Ok, thanks for sharing that. I appreciate the efforts youve made and well done on making a go of things in the Arb industry. Coincidently there is a deaf tree guy working in my area.


----------



## treepres13 (Jul 4, 2006)

darkstar said:


> Could someone give me some pointers on inspectin my LR 3 . If i leave it sitting for say an hour it will very very slowly lower down . I recon its because one of the out riggers leaks a tiny tiny bit.I check the cables weekly but there is a lot of plumbing you just cant see . What could cause catastrophic failure in a altec LR 3. IT LOOKS TO ME LIKE IT WOULD ALMOST HAVE TO BREAK BOTH CABLES. If a hose burst it would seem to me that it would still work briefly and certainly wouldnt crash.Pointers please


a lift is your airplane, inspect it daily, LR III rotation bearing bolts ,check top bolts often, the boom is drifting down, there is a time limit for checking drift it is all in the manual all cylinders have lock valves,if you blow a hose the lift can not fall as long as the valve is good .as far as cables go the bottom cable is hooked to the bottom upper boom cyl this cyl and cable have load on them as soon as you uncradle the upper boom, this cyl is doing all the work intill youare straight up that is win the top cable and cyl take over!all the way to the ground over the back Understand learn about this lift read the manual inspect daily fix all hyd leaks the fall doesnt hurt a bit it is the sudden stop!!!! good luck


----------



## darkstar (Jul 4, 2006)

treepres13 said:


> a lift is your airplane, inspect it daily, LR III rotation bearing bolts ,check top bolts often, the boom is drifting down, there is a time limit for checking drift it is all in the manual all cylinders have lock valves,if you blow a hose the lift can not fall as long as the valve is good .as far as cables go the bottom cable is hooked to the bottom upper boom cyl this cyl and cable have load on them as soon as you uncradle the upper boom, this cyl is doing all the work intill youare straight up that is win the top cable and cyl take over!all the way to the ground over the back Understand learn about this lift read the manual inspect daily fix all hyd leaks the fall doesnt hurt a bit it is the sudden stop!!!! good luck


How can i check the lock valves.

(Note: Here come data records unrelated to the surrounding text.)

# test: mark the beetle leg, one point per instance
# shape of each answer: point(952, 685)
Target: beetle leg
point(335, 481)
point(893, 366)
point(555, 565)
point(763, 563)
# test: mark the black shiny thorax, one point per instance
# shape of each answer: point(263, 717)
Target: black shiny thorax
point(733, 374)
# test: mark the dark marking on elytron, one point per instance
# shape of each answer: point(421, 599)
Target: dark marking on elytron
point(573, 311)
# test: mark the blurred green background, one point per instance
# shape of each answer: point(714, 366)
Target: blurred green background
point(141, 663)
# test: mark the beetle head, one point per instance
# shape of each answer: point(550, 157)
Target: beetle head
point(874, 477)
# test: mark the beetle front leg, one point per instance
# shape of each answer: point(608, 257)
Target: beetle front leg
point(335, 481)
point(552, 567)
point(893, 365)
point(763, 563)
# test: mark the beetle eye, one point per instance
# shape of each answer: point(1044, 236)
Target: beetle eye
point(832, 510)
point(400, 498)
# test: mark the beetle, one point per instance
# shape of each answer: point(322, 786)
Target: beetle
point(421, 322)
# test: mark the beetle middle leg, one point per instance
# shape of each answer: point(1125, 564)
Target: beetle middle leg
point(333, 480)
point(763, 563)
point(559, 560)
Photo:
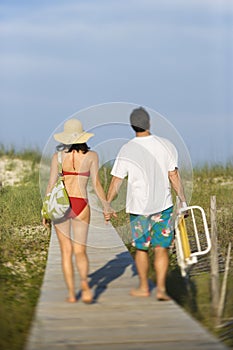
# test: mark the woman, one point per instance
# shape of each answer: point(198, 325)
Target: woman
point(78, 164)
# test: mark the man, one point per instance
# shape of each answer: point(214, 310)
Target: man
point(150, 162)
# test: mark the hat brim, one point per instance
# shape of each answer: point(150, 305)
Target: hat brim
point(70, 139)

Thanks


----------



## Treeman67 (Jul 4, 2006)

trevmcrev said:


> Ok, thanks for sharing that. I appreciate the efforts youve made and well done on making a go of things in the Arb industry. Coincidently there is a deaf tree guy working in my area.




its good to know, deaf tree guy is out there, for a while i though i was a loner..
Treeman67


----------



## matthias (Jul 4, 2006)

Treeman67 said:


> i like bucket, it make my job whole alot easier and quicker than climbing to finished the job. let me ask you one question....if you are certified, does your training course teach you go over primary line??
> Treeman67



My training course taught me limits of approach which apply above, below, left and right of the line. As long as the insulated portion of my boom stays a certain distance from an energized conductor I am good to go. 

You seem to be worried about boom failure over the line but the with the trucks being dialectrically tested yearly I am confident in their structural soundness. I've seen 3 hydraulic hose ruptures with the booms in the air and the booms have stayed put where they are. 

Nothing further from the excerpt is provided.